田舎のボロ戸建ならともかく、都市圏の新築物件で7%は望めない。ましてや「ゲートウェイ成田」のような空港開発用地ならなおさらだ。「借地」という情報開示に不手際があったことは問題である。しかし、関空やセントレアの商業施設が、黒字化を果たすのに何十年も要したことを考えると、分配金を貰えると思う根拠があまりにも乏しい。

共同馬主ならぬ共同大家

一口100万円。出資金の上限はなかったようだ。まるで共同馬主みたいだ。

40年働いた貯蓄と老後の保険を解約して9000万円を出資した60代の元会社員。「夜も眠れず、食事も喉を通らない」という。気の毒だとは思うのだが…

大家さんが所有する物件のすべてが儲かるわけではない。想定外のトラブルは付きもので、元本割れする物件は珍しくもない。投資をするなら、リスクの許容範囲内に収めておきたい。

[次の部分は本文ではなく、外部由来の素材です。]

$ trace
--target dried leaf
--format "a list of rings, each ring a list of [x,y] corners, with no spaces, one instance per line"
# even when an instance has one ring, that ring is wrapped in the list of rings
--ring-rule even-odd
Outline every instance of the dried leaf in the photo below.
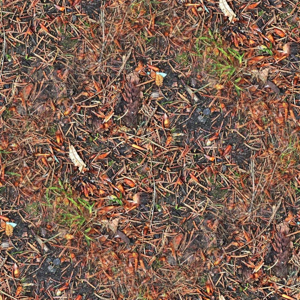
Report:
[[[104,224],[107,228],[110,229],[114,233],[116,233],[119,221],[119,218],[115,218],[111,220],[103,220],[101,223]]]
[[[167,114],[165,113],[163,118],[163,124],[165,128],[168,128],[170,126],[170,120]]]
[[[278,28],[274,28],[274,31],[276,33],[276,34],[279,36],[280,37],[284,37],[285,36],[285,32],[281,29],[279,29]]]
[[[130,187],[134,187],[135,186],[135,183],[133,180],[128,179],[128,178],[124,178],[124,181],[126,184],[129,186]]]
[[[259,1],[257,3],[254,3],[253,4],[250,4],[250,5],[248,5],[247,7],[247,8],[246,10],[247,10],[248,9],[253,9],[254,8],[255,8],[261,3],[261,2]]]
[[[15,263],[15,264],[13,265],[13,276],[15,278],[18,278],[20,276],[20,270],[19,269],[19,267],[18,267],[17,264]]]
[[[69,147],[69,156],[73,163],[76,167],[77,167],[79,168],[79,171],[84,172],[86,171],[86,165],[78,155],[74,146],[73,145],[70,145]]]
[[[228,17],[230,22],[234,22],[236,19],[236,15],[226,0],[220,0],[219,6],[223,13]]]
[[[54,4],[54,6],[55,6],[56,8],[57,8],[59,10],[60,10],[61,11],[63,11],[65,10],[65,7],[62,6],[59,6],[59,5],[57,5],[56,4]]]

ちなみに自分は、10頭の共同馬主だったことがある。まったく儲からなかったが、夢が見れただけマシかもしれない。

不動産詐欺の代表例

最後に、不動産詐欺の代表例を挙げておく。「みんなの大家さん」のような同様の手口は、過去にも多く報告されている。

1. ポンジスキーム型(新規出資で既存出資者へ分配金)

  • SNSやネット広告で初期に分配があるように装い、後に突然連絡が取れなくなるという典型的なポンジ・スキームも存在する。
  • また、架空物件や存在しない案件を用いて「高利回り」をうたい、投資金を詐取する手口も多く見られる。

2. 手付金詐欺・地面師によるケース

  • 手付金詐欺:手付金を支払わせた後に売主や業者が行方をくらます。実際に物件は存在せず、手付金だけが消えるという被害が報告されている。
  • 地面師詐欺(積水ハウス地面師事件など):偽造書類やなりすましにより、所有者や仲介業者を装って手付金を奪う精巧な手法が存在する。

3. サブリース詐欺(賃料保証をうたうも未払い)

  • 「ずっと保証する」とうたわれた高利回りのサブリース契約も、実際には短期間の保証にすぎず、更新時に賃料の大幅値下げが行われる。
  • かぼちゃの馬車事件」では、サブリース保証と高利回りを全面に出して不動産投資を促進した結果、家賃未払いと会社破綻を招き、多くの投資家がローン負担に苦しんだ。

4. 架空物件・満室偽装・海外不動産詐欺

  • 満室偽装:実際には空室状態なのに、満室という偽りのデータを提示して販売する詐欺も確認されている。
  • 海外不動産詐欺:現地を確認できないことを悪用し、架空の海外物件や不当に高額な案件を売りつけるケースも増加中。

5. 豊田商事事件

  • 1970〜80年代にかけて、「豊田商事事件」という大規模詐欺事件が発生。
    同社は「純金ファミリー契約証券」を用いて、高齢者などに投資させて資金を横流。後に破綻し、多くの被害者が出た。企業名が「豊田」であったことで、信頼を錯覚させたことも問題であった。今回の「成田ゲートウェイ」にしても、「成田」の名前で安心した消費者が多かったのではないだろうか。